Now all that was left was negotiating on a license and performing deployment. Because the district had already paid for its ForeFront license with Microsoft, IT was loath to pay for another anti-virus solution over the same timeframe, an overlap of about half a year. Not a problem, the vendor replied. "Kaspersky came out and did a sweetheart deal with us where they helped us with the six months we were going to lose," Thornton said. "We only had to cover two years and a couple of months on the contract to make it a three-year agreement."
Cutting Anti-Virus Administration to Minutes
Once the agreement was signed, IT used Group Policies in Windows Server to do the full deployment of the new anti-virus software in February and March 2010. That, said Thornton, took care of remote installation on 97 percent to 98 percent of the machines. Those numbers made it a "successful rollout." The rest, he explained were either laptops that rarely get hooked to the network or PCs sitting in closets that show up from time to time.

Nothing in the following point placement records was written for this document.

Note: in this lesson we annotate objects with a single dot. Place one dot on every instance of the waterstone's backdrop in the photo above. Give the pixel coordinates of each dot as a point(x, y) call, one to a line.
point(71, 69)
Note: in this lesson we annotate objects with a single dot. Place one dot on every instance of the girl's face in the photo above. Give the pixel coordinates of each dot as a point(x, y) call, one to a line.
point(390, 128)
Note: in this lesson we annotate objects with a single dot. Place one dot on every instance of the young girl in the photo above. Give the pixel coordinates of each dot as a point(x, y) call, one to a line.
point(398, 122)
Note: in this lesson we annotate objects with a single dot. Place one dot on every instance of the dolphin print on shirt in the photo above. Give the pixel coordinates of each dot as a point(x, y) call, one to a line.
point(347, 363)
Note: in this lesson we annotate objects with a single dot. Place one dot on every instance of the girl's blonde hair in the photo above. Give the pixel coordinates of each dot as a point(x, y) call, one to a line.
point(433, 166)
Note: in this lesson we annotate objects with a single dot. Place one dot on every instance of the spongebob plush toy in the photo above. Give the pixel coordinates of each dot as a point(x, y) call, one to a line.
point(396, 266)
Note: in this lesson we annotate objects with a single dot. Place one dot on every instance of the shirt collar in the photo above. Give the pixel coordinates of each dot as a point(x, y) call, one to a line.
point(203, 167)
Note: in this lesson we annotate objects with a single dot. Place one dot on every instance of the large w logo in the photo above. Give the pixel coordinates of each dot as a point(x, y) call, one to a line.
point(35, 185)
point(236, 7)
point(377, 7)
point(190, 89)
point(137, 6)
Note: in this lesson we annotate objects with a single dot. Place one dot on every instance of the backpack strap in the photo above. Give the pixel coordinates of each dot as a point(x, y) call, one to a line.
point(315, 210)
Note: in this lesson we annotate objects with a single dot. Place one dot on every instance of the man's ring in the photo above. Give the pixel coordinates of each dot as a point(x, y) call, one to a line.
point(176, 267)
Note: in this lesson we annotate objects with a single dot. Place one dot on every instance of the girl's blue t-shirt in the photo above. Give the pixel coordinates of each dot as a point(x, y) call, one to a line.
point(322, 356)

That rollout took about a week and a half. Now the district is into its third month of usage, and the benefits are already stacking up. "Obviously, the server viruses are now gone," Thornton said. "Also, it has actually sped up the log-in process for end users because we don't have that virus in the background trying to brute force attack log-in servers."
The new program has also simplified the management of client machines. Whereas the previous application had a couple of consoles, Kaspersky's administration controls are centralized. On top of that, said Thornton, "You can do everything in e-mail. You don't have to be in the console. Kaspersky will send notifications; you click on the links; and it'll take you were you need to go to fix that problem."

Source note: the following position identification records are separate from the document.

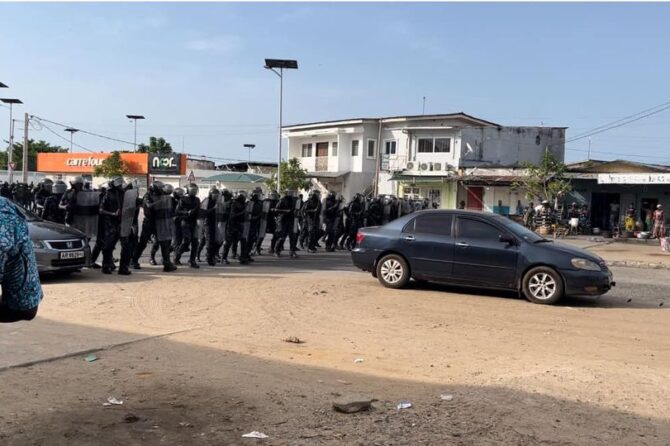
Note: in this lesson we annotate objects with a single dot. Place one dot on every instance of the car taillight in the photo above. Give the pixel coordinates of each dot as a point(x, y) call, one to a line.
point(359, 238)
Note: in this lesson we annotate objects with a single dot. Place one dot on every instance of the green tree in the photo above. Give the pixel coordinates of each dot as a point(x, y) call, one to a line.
point(292, 176)
point(34, 147)
point(112, 167)
point(545, 181)
point(157, 146)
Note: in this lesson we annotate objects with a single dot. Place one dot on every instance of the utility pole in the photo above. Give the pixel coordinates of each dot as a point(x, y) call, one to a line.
point(26, 122)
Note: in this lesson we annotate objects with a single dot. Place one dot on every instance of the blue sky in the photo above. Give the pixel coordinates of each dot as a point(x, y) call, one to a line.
point(196, 70)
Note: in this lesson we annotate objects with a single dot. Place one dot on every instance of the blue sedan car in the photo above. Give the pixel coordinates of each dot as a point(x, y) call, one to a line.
point(478, 249)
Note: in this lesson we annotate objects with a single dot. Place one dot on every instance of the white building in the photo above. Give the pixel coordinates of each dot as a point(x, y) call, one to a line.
point(424, 156)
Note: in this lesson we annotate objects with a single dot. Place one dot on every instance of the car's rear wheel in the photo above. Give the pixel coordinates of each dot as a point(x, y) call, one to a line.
point(393, 271)
point(543, 285)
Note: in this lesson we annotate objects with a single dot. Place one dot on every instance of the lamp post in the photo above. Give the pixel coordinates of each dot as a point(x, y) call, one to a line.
point(10, 150)
point(134, 118)
point(71, 131)
point(250, 146)
point(281, 64)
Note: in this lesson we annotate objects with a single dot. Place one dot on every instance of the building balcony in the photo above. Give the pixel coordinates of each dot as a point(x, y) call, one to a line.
point(321, 164)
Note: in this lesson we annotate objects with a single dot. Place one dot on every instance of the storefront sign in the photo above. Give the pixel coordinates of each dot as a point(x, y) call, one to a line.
point(634, 178)
point(165, 164)
point(85, 163)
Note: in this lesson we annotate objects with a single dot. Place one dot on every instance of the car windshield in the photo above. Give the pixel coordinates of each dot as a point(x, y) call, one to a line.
point(520, 230)
point(27, 214)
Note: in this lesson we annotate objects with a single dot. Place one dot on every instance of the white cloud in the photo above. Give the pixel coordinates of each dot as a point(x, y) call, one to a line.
point(215, 44)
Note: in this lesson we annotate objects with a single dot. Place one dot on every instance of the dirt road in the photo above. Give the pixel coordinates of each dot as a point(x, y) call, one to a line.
point(593, 372)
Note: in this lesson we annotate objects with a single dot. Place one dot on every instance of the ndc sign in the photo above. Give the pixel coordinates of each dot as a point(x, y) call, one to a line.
point(167, 164)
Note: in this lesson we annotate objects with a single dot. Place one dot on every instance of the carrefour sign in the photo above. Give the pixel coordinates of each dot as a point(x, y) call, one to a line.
point(634, 178)
point(165, 164)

Now anti-virus administration--a job that used to take a day or two every week--consumes only a couple of minutes a week. "That's kind of nice. When I go back and look at what we had to do to fix viruses in the past, it's a lifesaver," the Texan concluded. "Kaspersky has lot more tools in place that take into account what a virus can do to an end user device. Maybe it's not the silver bullet, but it's a pretty good dang one."